2017 — Dogs That Didn’t Bark

The Dogs That Didn’t Bark

2017 saw many developments of great interest in the infrastructure space: ever-falling prices for solar energy, continued opening of new natural gas markets, electric vehicles beginning to achieve critical mass, new innovations in procurement scale and contract standardization, the first full-year of operation for the Asian Infrastructure Investment Bank, among others. But 2017 was also notable for things that didn’t happen. Let’s take a look at developments that did not materialize in 2017 – the dogs that didn’t bark.

1. The US did not launch a trillion-dollar infrastructure market. Back at the time of the 2017 World-Bank-IMF Spring Meetings, there were many expressions of either anticipation (a huge new market for private infrastructure!) or concern (will there be a giant sucking sound of capital leaving EM infrastructure for the US?) around the much-publicized plans of the new US Administration, for its “trillion-dollar infrastructure plan.” Conceivably, the US could have become the biggest market in the world for private infrastructure, with the expected emphasis on privatizations and PPPs. Fast-forward to 2018: no such market, no such plan, but still plenty of attention. Both the anticipation and the concern around the plan seem far more muted than a year ago. The US has a ways to go to becoming the #1 world market.

2. None of Indonesia, Nigeria, or Vietnam lived up to the hype. Back 12 months ago, each of these three countries looked like potential candidates to be a top-five Emerging Market for private infrastructure – and potential global hot spots for infrastructure. Indonesia’s relatively recently elected President Jokowi was thought to be gaining room to implement his $400 billion 5-year infrastructure plan, with an unprecedented role for the private sector and likely reforms for Indonesia’s SOEs. In Nigeria, with the election solidly behind and his health improving, it seemed like President Buhari might move on the $50B backlog in power – replicating the successful Azura IPP transaction – and transport. While in Vietnam, the shift from IDA borrowing status and accumulated infrastructure backlogs was also expected to trigger tens of billions in new opportunities. None of this materialized.

3. Maximizing Finance for Development, and the IDA-18 Private Sector Window, were not instant game-changers. The New Year in 2017 saw lots of hope around two big multilateral bank initiatives, both deriving from the 2015 Third Conference on Financing Development, held in 2015 in Addis Ababa. The first of these was the new Private Sector Window, established under the IDA-18 replenishment which was concluded in late 2016, while the second of these, “Maximizing Finance for Development” (MfD, and also known as “the Cascade”), called for much more crowding in of private capital for the financing of infrastructure. The objectives of both entailed much higher levels of private investment into infrastructure, the first in IDA countries, the second across Emerging Markets. Both, appropriately, targeted host government sector policies as the key to achieving their objectives. While the direction of these two appears “spot-on,” 2017 underscored that changing these policies, to open more space for private financing, is complex and not time-intensive. No overnight success yet.

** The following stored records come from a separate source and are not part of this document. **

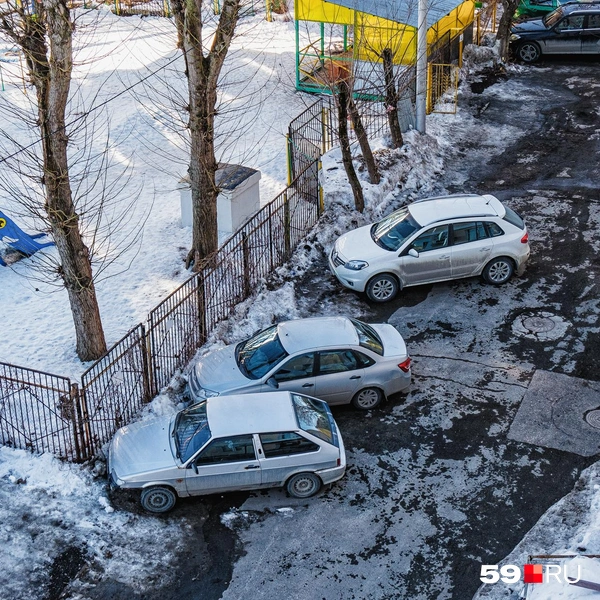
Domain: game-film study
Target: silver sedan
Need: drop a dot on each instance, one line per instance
(337, 359)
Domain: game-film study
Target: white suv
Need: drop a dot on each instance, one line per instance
(431, 240)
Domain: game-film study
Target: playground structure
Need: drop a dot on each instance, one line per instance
(16, 239)
(343, 42)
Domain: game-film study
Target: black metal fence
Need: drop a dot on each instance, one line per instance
(40, 412)
(48, 413)
(155, 8)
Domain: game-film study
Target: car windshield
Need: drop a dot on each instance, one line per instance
(367, 337)
(391, 232)
(314, 417)
(553, 18)
(260, 353)
(512, 217)
(191, 431)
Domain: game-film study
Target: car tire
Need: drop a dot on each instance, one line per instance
(529, 52)
(498, 271)
(382, 288)
(158, 499)
(303, 485)
(367, 398)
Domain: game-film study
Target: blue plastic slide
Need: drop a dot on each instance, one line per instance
(14, 237)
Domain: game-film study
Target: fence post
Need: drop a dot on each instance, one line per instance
(78, 432)
(287, 234)
(430, 86)
(290, 160)
(200, 290)
(271, 236)
(246, 264)
(148, 378)
(83, 417)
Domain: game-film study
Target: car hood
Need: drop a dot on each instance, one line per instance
(359, 245)
(529, 26)
(141, 447)
(218, 371)
(393, 342)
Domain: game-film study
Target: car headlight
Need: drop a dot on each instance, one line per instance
(356, 265)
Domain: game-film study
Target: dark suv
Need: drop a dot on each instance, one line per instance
(573, 28)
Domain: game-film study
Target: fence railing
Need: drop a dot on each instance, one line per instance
(42, 412)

4. The post-Paris Tidal Wave has not reached shore. The Paris Agreement on climate, reached in late 2015, was expected in many quarters to lead to major revisions in energy planning across the world. While multiple countries are moving forward with their Nationally Determined Contributions to lowering emissions, in many places it is hard to see the difference. New coal plants in East Asia and India, which together account for some 90% of the world’s planned new coal-fired generation for the next five years, remain on the drawing board. At the sector planning level in these countries, one rarely hears GHG emissions as a relevant planning parameter. So it is a pretty good bet to expect growing political pressure for further constraints on coal generation.

5. The planned world’s biggest Carbon Market remained a plan. Late 2016 brought a lot of excitement in the climate change and carbon trading communities, with announcements out of China on the country’s plans to create the world’s biggest carbon trading market. The plans still seem large, and on target, but launch was delayed and 2017 trading was minimal. With a raft of December 2017 announcements on details, hope looks strong in this quarter for 2018.

6. Cyber-attack costs on infrastructure did not rule the headlines. The cyber-attack on Ukraine’s power grid in December 2015 spawned wide-ranging concerns about similar attacks, with potentially far more costly, eye-catching, if not deadly consequences. 2016 and 2017 saw a rapid rise in cyber attacks on many targets, in many countries and in many sectors. But no large-scale repeat, or escalation, of the Ukraine grid attack in the infrastructure space. Seems hard to believe.